Jezus’ reactie roept weerstand op. De aanklagers zijn des te vuriger om Jezus om te brengen. Zo zijn ze overtuigd van hun eigen gelijk inzake Schriftuitleg. Dat zou de kerk voorzichtig moeten maken. Zoals Jezus hun massieve agressie terugbrengt tot leefbare proporties, zo zou de kerk in woord en daad bezig moeten zijn. De weerstand zit ook bij bange concilieleden, die dit gedeelte niet in de canon wilden hebben. Deze vrijspraak achten zij een oproep voor vrouwen om vooral in ontrouw te leven. Ze worden immers toch wel vrij gesproken. Dat lijkt mij het omgekeerde van wat Jezus bedoelt. De betreffende vrouw krijgt immers de opdracht niet meer te zondigen. Jezus bestempelt haar gedrag als zonde. Het woord ‘zonde’ past niet meer in ons taalveld. Het wordt vertaald als ‘geen verkeerde dingen doen’ (Bijbel in Gewone Taal). Welke maatstaf wordt dan gehanteerd? Het algemeen fatsoen of de norm die God stelt? Zou het besef dat we allemaal schuldig staan voor God (de notie van Genesis 3) en dat wij van genade, die God schenkt, mogen leven, hiermee nog meer verdwijnen? Overspel is ook van alle leeftijden. Wat houden beloften van trouw van beide partners in? Bij ouderen speelt de behoefte van verkleumde botten aan warmte van jongbloedigen mee. Daar zijn eveneens Bijbelse noties voor te vinden. Beoordeling van een overspelsituatie vraagt kortom om bezinning op motieven van alle betrokken partners. Zou de kerk daar een voorzet voor kunnen geven?

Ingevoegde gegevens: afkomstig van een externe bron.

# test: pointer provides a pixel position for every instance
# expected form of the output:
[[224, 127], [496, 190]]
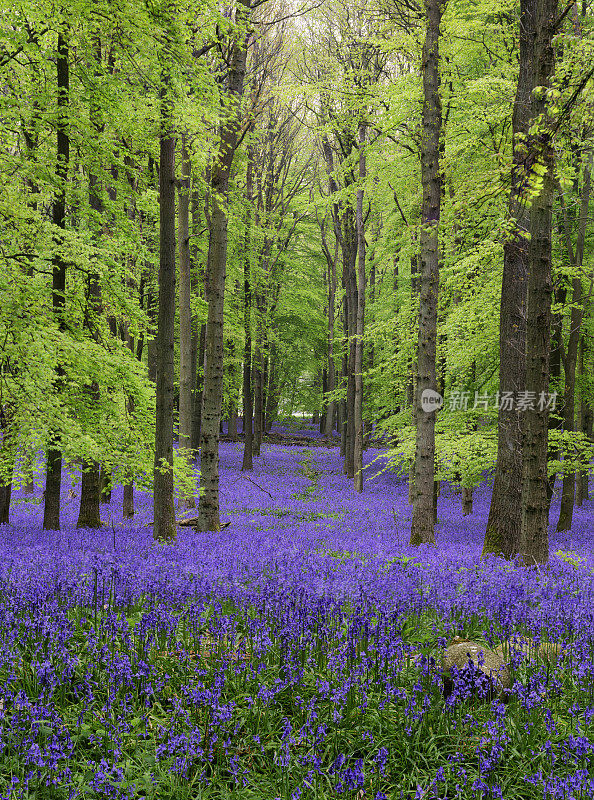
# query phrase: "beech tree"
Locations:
[[422, 526]]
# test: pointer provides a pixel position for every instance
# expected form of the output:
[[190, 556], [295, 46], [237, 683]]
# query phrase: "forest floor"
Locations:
[[293, 656]]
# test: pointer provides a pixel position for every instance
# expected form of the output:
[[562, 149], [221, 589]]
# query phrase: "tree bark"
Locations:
[[248, 408], [502, 535], [586, 420], [360, 323], [90, 490], [7, 455], [577, 314], [534, 540], [199, 390], [53, 478], [208, 508], [422, 527], [164, 509], [185, 312]]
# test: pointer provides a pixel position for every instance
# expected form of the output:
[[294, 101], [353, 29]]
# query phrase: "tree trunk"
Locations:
[[90, 492], [185, 312], [331, 380], [272, 397], [422, 527], [360, 319], [208, 513], [467, 493], [248, 408], [534, 542], [582, 491], [258, 370], [5, 494], [199, 390], [555, 378], [7, 465], [164, 509], [502, 536], [351, 305], [577, 314], [53, 478]]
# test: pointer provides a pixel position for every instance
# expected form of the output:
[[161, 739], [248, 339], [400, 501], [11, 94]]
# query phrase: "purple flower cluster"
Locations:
[[296, 653]]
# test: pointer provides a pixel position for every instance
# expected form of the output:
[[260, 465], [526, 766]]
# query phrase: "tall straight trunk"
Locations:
[[502, 535], [5, 495], [7, 461], [586, 419], [331, 379], [208, 513], [197, 345], [185, 311], [164, 516], [422, 527], [265, 371], [351, 306], [248, 408], [152, 308], [534, 539], [358, 399], [53, 475], [555, 378], [571, 357], [199, 390], [258, 375], [90, 490], [272, 397]]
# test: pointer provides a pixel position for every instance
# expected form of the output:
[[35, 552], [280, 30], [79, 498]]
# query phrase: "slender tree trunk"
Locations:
[[199, 391], [571, 358], [7, 461], [272, 397], [185, 311], [351, 306], [534, 543], [258, 370], [152, 313], [467, 493], [582, 493], [331, 407], [164, 524], [90, 491], [555, 378], [209, 516], [422, 527], [88, 515], [502, 535], [248, 408], [358, 399], [53, 479], [105, 483]]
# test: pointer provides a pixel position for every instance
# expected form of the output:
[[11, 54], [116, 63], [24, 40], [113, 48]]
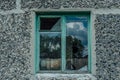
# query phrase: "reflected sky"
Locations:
[[77, 27]]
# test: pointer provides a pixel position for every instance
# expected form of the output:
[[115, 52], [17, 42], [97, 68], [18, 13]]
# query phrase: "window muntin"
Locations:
[[77, 43], [62, 28], [50, 43]]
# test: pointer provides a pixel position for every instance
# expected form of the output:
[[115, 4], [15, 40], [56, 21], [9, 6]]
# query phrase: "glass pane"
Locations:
[[50, 50], [77, 43], [50, 24]]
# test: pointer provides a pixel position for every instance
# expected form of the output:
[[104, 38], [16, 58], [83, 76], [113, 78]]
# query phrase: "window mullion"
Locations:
[[63, 39]]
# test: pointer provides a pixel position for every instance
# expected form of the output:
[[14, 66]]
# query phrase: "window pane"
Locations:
[[77, 43], [51, 24], [50, 50]]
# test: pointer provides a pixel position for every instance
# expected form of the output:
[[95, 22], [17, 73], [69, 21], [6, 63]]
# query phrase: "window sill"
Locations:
[[64, 76]]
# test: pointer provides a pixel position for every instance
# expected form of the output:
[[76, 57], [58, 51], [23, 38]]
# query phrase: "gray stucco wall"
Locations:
[[16, 38]]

Jezus omzeilt de kwestie van de doodstraf. Er wordt in de kerk heel verschillend over gedacht. “Het is beter 100 schuldigen vrij te laten, dan een onschuldige te doden.” (Maimonides). In een tijd waarin rechtspraak soms faalt lijkt mij dat een goed advies. Bovendien heeft elk mens bij leven kans op bekering. De straf stenigen, zoals dat recent in islamitische landen bij vrouwen gebeurt, roept afgrijzen op. Zou de kerk in haar reactie niet beter het voorbeeld van Jezus kunnen volgen? Aanklagers met hun eigen gedrag confronteren?
Tussen Loofhuttenfeest, een open hemel, en het feest van de Vernieuwing (Chanoeka), verbond van God, speelt dit verhaal zich af. De onmetelijke ruimte van vrijspraak wordt juist rond en op feestdagen benauwend klein gemaakt door godsdienstige leiders van het volk. Laat de kerk van deze valkuil leren!
Ds. Aafke Rijken-Hoevens is predikant (PKN) te Eck en Wiel.